Best practice for setting up MySQL replication filters

Posted in: MySQL, Technical Track

It is not uncommon that we need to filter out some DBs or Tables while setting up replication. It is important to understand how MySQL evaluates/process the replication filtering rules to avoid the conflicting or confusion while we setting them up.The purpose of this blog is to illustrate the rules and provide some suggestions for best practice.

MySQL provides 3 levels of filters for setting up replication: Binary log, DB and Table. The binlog filters apply on the master to control how to log the changes. Since MySQL replication is based on the binlog, it is the first level filter and has the highest priority. While the DB-level and Table-level filters apply on the slaves, since each table belongs to a schema, the DB-level filters have higher priority than the Table-level ones. Inside the Table-level filters, MySQl will evaluate the options in the order of: –replicate-do-table, –replicate-ignore-table ,  –replicate-wild-do-table , –replicate-wild-ignore-table.

Based on that, we have the following suggestions for setting up MySQL replication filter as best practice:

I)Do not setup any binlog-level filters unless you really need to and can afford losing the chance of  having an extra full copy of data changes for the master.

II)In DB-level filters, use either one or none of the two options: –replicate-do-db or –replicate-ignore-db. Never use both at the same time.

III) While using binlog_format=’statement’ OR ‘mixed’ (in mixed mode, if  a transaction is deterministic then it will be stored in statement format) and set up –replicate-do-db or –replicate-ignore-db on slaves, make sure never make changes on the tables across the default database on master otherwise you might lose the changes on slave due to default database not matching.

IV)In Table-level filters, use only one of the 2 options, or use the following two combination: –replicate-ignore-table and —replicate-wild-do-table to avoid conflicting and confusing.

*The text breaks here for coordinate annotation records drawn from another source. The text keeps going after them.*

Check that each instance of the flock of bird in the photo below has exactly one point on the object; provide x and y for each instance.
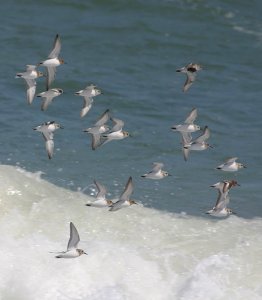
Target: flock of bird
(101, 133)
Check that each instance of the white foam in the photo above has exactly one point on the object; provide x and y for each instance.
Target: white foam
(135, 253)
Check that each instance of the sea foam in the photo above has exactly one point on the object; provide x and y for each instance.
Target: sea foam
(135, 253)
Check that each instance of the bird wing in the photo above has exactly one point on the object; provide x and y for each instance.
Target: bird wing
(119, 124)
(203, 137)
(51, 71)
(221, 200)
(30, 91)
(46, 101)
(49, 145)
(117, 205)
(30, 68)
(190, 79)
(157, 167)
(103, 118)
(56, 47)
(128, 190)
(47, 135)
(87, 101)
(231, 160)
(191, 117)
(96, 141)
(101, 190)
(74, 238)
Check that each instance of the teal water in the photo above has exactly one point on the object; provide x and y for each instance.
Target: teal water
(131, 49)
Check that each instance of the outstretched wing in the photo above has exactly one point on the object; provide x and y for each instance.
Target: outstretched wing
(101, 190)
(56, 47)
(128, 190)
(30, 91)
(74, 238)
(202, 138)
(103, 118)
(119, 124)
(191, 117)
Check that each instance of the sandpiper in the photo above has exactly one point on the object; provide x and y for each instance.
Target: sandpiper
(124, 199)
(231, 165)
(156, 172)
(88, 93)
(199, 143)
(30, 77)
(188, 125)
(72, 250)
(116, 133)
(190, 70)
(220, 209)
(48, 97)
(53, 61)
(98, 128)
(47, 129)
(101, 200)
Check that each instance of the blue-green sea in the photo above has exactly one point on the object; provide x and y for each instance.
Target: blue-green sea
(166, 247)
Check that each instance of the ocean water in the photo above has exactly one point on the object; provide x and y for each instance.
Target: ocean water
(166, 247)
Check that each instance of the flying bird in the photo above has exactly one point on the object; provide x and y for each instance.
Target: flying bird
(190, 70)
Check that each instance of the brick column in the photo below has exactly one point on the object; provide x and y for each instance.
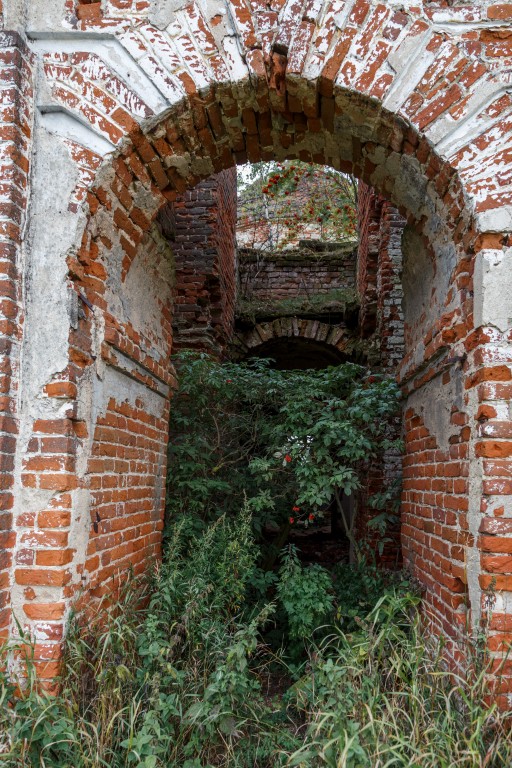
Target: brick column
(16, 112)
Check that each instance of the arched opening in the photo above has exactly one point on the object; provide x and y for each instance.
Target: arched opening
(119, 364)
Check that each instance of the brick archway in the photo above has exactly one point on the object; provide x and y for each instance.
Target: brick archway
(326, 338)
(143, 106)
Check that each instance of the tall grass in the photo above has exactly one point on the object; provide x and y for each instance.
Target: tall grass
(180, 674)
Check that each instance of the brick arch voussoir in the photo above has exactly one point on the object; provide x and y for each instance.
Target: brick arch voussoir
(282, 328)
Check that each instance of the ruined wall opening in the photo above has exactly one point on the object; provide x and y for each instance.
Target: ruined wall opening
(120, 345)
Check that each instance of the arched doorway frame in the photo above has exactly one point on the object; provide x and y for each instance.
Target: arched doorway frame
(263, 107)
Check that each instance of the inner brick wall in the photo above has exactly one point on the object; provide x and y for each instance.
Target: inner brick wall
(203, 241)
(315, 268)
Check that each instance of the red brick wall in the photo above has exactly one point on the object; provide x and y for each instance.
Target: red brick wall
(253, 103)
(204, 220)
(315, 268)
(16, 112)
(369, 215)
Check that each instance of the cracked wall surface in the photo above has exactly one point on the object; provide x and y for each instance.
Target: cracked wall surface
(111, 110)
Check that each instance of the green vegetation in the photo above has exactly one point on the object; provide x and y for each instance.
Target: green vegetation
(292, 200)
(192, 681)
(233, 655)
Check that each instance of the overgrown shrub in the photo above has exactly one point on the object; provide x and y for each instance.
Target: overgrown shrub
(287, 442)
(187, 681)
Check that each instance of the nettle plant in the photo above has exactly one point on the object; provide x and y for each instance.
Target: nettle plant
(281, 203)
(287, 443)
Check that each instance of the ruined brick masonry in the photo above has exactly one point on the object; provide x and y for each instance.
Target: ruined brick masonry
(112, 110)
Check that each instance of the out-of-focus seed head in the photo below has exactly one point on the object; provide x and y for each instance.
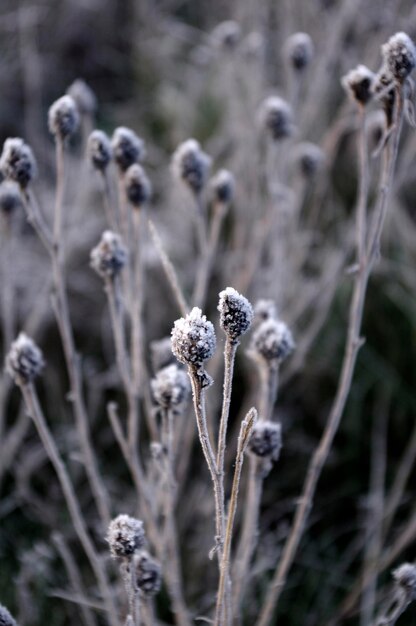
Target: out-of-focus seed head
(266, 440)
(63, 117)
(276, 118)
(84, 97)
(148, 574)
(24, 361)
(5, 617)
(128, 148)
(308, 159)
(223, 185)
(193, 338)
(137, 186)
(110, 256)
(298, 50)
(358, 83)
(191, 165)
(236, 313)
(99, 150)
(399, 55)
(10, 197)
(125, 536)
(170, 387)
(273, 340)
(17, 162)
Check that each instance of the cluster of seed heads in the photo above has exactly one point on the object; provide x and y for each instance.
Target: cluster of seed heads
(24, 361)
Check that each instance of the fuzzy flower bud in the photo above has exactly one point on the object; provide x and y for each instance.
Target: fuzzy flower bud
(137, 186)
(170, 387)
(276, 118)
(125, 536)
(148, 574)
(128, 148)
(358, 83)
(24, 361)
(222, 185)
(266, 440)
(5, 617)
(193, 338)
(273, 340)
(191, 165)
(399, 54)
(110, 256)
(17, 162)
(63, 117)
(236, 313)
(99, 149)
(83, 96)
(298, 50)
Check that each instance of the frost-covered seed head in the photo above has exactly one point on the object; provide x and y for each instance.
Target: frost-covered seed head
(358, 83)
(405, 576)
(273, 340)
(170, 387)
(236, 313)
(223, 184)
(84, 97)
(308, 158)
(399, 54)
(63, 117)
(266, 440)
(193, 338)
(10, 197)
(128, 148)
(191, 165)
(110, 256)
(148, 574)
(99, 149)
(298, 50)
(17, 162)
(137, 186)
(5, 617)
(24, 361)
(125, 536)
(276, 117)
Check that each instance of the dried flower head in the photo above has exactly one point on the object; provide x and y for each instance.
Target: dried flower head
(99, 149)
(5, 617)
(266, 440)
(298, 50)
(63, 117)
(148, 574)
(125, 536)
(308, 158)
(276, 117)
(358, 83)
(236, 313)
(10, 197)
(17, 162)
(84, 97)
(222, 185)
(191, 165)
(170, 387)
(128, 148)
(273, 340)
(193, 338)
(137, 186)
(110, 256)
(24, 361)
(399, 55)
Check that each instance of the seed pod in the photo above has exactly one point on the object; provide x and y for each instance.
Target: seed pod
(24, 361)
(110, 256)
(125, 536)
(236, 313)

For MariaDB replication filters within Galera cluster, it should be used with caution. As a general rule except for InnoDB DML updates, the following replication filters are not honored in a Galera cluster :  binlog-do-db ,binlog-ignore-db, replicate-wild-do-db, replicate-wild-ignore-db. However, replicate-do-db,replicate-ignore-db filters are honored for DDL and DML for both InnoDB & MyISAM engines. As they might create discrepancies and replication may abort (see MDEV-421, MDEV-6229). (https://mariadb.com/kb/en/mariadb/mariadb-galera-cluster-known-limitations/), For the slaves replicating from cluster, the rules are similar with normal replication settings as above.

Here are the details/reasons:

1)Binlog-level filters

A)How MySQL process the Binlog-level filters

There are 2 options for setting binlog filter on master:  –binlog-do-db and –binlog-ignore-db. MySQL will check –binlog-do-db first, if there are any options, it will apply this one and ignore –binlog-ignore-db. If the –binlog-do-db is NOT set, then mysql will check –binlog-ignore-db.If both of them are empty, it will log changes for all DBs.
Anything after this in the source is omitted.